With fresh FDA nod, Servier branches targeted drug Tibsovo into bile duct cancer

As Servier moves targeted cancer drug Tibsovo closer to earlier treatment of acute myeloid leukemia—and eyes a potential competitor, too—the French drugmaker has picked up a smaller use along the way.

The FDA has greenlighted Tibsovo for previously treated cholangiocarcinoma with an IDH1 mutation, making the drug the first targeted therapy for those patients, Servier said Wednesday.

Cholangiocarcinoma is a rare cancer of the bile ducts with estimated annual diagnoses of about 8,000 people in the U.S. About 20% bear IDH1 mutations, the company said.

Servier won FDA backing with data from the phase 3 ClarIDHy trial. Tibsovo cut the risk of disease progression or death by 63% over placebo in previously treated IDH-mutated patients in the study. Twenty-two percent of patients who got the IDH inhibitor were still alive without tumor progression after one year of treatment, while none in the placebo group could say that.

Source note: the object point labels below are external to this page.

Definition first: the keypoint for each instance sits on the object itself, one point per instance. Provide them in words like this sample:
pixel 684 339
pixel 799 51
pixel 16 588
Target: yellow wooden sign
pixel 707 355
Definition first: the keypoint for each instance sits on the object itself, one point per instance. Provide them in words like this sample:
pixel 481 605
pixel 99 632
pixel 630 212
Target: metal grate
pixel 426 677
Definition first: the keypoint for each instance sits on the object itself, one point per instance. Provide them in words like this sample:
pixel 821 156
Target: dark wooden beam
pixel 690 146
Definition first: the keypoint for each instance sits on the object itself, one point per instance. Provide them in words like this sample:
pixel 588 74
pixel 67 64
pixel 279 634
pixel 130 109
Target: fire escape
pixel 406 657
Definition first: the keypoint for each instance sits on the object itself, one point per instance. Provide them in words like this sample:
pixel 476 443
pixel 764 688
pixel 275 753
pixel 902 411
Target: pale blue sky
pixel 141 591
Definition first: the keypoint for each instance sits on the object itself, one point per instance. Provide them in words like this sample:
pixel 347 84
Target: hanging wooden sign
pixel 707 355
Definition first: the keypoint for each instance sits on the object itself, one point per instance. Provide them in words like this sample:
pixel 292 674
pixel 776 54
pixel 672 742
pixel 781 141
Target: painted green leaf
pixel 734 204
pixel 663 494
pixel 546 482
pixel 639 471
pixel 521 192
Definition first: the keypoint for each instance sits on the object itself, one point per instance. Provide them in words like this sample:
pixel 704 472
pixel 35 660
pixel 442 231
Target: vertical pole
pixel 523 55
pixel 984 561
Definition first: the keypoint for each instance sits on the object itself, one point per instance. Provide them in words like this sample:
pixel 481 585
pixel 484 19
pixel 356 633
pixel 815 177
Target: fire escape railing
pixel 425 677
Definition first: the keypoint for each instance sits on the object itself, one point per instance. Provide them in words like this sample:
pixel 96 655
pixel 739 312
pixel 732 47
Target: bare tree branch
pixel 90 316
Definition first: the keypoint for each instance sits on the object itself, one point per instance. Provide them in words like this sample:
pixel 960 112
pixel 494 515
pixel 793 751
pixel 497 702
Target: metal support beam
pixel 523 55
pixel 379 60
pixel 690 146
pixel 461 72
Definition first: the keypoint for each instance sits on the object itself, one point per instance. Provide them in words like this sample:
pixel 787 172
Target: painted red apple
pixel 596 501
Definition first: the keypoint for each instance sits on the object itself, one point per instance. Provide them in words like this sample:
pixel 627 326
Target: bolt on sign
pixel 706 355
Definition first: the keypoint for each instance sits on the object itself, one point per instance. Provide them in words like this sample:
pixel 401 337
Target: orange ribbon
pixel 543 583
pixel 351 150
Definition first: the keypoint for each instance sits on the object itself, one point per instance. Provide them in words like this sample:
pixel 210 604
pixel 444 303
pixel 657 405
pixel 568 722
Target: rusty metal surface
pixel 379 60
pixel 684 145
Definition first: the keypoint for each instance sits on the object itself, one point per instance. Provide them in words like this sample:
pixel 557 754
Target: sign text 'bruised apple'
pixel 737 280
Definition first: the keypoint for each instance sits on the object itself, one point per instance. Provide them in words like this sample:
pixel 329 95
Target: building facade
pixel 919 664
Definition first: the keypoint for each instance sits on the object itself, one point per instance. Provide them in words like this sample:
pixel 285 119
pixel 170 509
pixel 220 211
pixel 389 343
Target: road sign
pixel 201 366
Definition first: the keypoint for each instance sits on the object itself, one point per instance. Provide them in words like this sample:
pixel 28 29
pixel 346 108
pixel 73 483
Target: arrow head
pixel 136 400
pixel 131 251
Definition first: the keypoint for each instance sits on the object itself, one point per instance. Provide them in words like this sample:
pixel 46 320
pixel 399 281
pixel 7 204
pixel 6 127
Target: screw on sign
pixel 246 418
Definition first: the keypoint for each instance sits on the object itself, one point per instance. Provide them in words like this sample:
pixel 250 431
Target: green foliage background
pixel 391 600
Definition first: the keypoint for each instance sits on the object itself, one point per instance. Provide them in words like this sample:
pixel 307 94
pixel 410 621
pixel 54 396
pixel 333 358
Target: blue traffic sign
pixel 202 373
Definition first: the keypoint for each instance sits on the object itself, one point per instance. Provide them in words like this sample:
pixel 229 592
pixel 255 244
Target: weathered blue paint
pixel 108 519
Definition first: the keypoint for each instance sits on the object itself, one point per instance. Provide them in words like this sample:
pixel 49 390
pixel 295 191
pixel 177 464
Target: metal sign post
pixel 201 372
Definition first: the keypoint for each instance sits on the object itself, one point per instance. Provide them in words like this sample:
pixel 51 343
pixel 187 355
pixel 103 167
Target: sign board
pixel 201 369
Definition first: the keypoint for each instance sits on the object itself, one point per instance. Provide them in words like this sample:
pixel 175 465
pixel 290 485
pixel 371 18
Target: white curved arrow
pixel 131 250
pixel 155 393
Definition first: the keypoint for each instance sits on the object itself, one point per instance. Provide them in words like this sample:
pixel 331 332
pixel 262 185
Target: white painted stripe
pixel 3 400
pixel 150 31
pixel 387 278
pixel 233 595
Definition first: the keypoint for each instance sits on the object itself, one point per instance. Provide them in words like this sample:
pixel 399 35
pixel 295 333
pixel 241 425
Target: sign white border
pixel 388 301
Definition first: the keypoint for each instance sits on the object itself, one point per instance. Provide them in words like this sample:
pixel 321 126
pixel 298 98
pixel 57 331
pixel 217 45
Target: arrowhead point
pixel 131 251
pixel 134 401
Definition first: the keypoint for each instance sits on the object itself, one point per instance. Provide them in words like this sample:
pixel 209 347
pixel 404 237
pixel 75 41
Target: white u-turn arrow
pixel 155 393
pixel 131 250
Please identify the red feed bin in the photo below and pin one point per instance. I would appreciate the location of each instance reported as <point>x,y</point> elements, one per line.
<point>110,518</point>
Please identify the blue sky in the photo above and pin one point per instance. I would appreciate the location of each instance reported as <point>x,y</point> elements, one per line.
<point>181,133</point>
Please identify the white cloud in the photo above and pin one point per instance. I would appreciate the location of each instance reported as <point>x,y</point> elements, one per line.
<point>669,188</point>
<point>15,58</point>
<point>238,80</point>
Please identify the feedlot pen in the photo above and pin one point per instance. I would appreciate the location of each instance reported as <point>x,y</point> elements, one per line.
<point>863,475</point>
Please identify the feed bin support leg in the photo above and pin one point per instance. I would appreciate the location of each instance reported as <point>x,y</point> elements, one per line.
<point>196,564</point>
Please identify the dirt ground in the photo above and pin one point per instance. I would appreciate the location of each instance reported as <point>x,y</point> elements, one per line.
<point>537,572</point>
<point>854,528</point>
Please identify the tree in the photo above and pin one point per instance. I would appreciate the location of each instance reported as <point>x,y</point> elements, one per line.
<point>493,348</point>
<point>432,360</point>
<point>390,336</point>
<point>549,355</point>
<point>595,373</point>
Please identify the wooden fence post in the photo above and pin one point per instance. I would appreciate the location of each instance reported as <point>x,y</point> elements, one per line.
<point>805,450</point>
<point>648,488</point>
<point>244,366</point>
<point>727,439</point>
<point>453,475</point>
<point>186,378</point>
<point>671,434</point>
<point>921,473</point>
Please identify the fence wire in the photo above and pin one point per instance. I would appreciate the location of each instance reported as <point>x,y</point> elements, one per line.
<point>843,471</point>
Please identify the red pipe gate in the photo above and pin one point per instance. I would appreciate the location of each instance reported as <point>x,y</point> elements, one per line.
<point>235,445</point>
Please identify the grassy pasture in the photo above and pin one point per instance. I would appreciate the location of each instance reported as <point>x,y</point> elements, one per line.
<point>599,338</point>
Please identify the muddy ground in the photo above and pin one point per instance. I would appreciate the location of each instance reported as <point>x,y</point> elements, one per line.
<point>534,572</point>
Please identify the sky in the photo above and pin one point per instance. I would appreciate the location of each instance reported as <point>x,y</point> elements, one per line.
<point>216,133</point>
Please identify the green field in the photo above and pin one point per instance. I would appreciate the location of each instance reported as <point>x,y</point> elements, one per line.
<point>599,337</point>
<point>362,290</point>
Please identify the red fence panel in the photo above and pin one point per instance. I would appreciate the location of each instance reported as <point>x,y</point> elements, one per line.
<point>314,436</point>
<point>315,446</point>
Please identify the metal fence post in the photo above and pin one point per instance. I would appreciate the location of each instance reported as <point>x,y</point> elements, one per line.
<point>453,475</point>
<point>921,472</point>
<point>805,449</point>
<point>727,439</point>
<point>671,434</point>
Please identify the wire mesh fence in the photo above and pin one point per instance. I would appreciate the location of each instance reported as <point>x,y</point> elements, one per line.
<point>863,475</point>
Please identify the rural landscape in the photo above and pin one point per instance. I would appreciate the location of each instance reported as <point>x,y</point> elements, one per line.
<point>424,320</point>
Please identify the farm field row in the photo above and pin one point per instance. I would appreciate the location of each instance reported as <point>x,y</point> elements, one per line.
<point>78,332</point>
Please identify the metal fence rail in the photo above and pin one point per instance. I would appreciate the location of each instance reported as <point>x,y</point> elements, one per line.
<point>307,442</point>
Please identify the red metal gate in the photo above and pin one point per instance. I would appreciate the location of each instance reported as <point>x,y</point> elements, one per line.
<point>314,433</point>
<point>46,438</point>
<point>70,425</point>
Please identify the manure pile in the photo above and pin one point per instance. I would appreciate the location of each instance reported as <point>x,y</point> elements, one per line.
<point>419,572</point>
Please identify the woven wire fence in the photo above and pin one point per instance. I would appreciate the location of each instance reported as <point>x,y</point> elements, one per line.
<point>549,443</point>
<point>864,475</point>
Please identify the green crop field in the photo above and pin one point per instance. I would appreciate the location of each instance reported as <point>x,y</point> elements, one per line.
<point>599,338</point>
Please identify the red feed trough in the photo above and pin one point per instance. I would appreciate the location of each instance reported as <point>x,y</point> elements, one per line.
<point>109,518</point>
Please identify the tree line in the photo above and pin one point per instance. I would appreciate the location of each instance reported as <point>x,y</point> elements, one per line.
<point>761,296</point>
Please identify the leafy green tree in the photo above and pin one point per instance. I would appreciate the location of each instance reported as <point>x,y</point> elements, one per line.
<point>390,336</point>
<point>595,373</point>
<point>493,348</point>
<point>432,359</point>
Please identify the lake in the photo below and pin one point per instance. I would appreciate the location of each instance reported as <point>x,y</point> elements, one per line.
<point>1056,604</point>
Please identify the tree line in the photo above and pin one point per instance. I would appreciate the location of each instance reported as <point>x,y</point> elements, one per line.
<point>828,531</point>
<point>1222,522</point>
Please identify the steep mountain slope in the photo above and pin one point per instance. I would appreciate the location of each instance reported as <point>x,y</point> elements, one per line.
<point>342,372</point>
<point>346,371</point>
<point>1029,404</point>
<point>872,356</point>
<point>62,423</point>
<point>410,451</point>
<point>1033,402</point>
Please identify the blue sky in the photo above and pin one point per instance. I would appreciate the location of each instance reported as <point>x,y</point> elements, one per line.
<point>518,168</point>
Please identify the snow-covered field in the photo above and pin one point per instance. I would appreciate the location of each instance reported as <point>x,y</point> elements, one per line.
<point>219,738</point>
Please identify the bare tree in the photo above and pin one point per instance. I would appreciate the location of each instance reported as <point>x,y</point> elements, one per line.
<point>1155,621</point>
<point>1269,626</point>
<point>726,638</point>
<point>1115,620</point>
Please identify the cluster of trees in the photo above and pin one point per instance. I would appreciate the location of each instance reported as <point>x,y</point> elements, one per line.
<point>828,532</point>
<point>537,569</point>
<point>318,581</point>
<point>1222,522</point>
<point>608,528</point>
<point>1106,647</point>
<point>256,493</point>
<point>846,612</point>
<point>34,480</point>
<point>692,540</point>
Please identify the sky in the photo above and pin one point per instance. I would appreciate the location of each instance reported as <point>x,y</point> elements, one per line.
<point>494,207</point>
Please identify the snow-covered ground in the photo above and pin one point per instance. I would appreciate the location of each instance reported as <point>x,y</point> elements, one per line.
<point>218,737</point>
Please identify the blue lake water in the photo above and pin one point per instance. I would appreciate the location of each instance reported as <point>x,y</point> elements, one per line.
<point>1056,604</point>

Tibsovo also appeared to help patients live longer, although the improvement wasn’t statistically significant. Patients who received Tibsovo lived a median 10.3 months, versus 7.5 months for those on the placebo arm. But as Servier pointed out, 70.5% of placebo patients went on to receive Tibsovo after disease progression. That large number of patient crossover likely ratcheted up the overall survival numbers for placebo.

RELATED: Servier scores a win in bid to expand Tibsovo in acute myeloid leukemia—and reach Europe where Agios failed

The new go-ahead comes just weeks after Servier touted a phase 3 win for Tibsovo in previously untreated IDH1-mutated acute myeloid leukemia (AML). It found that adding Tibsovo to Bristol Myers Squibb’s Vidaza could extend the time to treatment failure, tumor relapse or death.

With its original FDA nod in 2018 under former owner Agios Pharmaceuticals, Tibsovo has been used to treat relapsed or treatment-resistant IDH-mutated AML or newly diagnosed patients who are at least 75 years old or who aren’t eligible for intensive chemotherapy.

Servier is now working to move Tibsovo into that larger front-line AML setting—and potentially persuade the European Medicines Agency to reverse a previous rejection, which cited a lack of controlled data.

RELATED: Forma Therapeutics' IDH1 blocker banishes leukemia in 33% of patients

Meanwhile, Forma Therapeutics is preparing to file its IDH1 inhibitor, olutasidenib, with the FDA for previously treated AML, and it’s looking for a commercial partner. In a phase 2 trial in those patients, olutasidenib recorded a 33.3% rate of complete remission or complete remission with partial hematologic recovery.

Olutasidenib’s tumor response showing was very similar to Tibsovo’s 32.8% rate in its own phase 1/2 trial. But the duration of response appears longer for the Forma drug at a median of 13.8 months, versus 8.2 months for Tibsovo.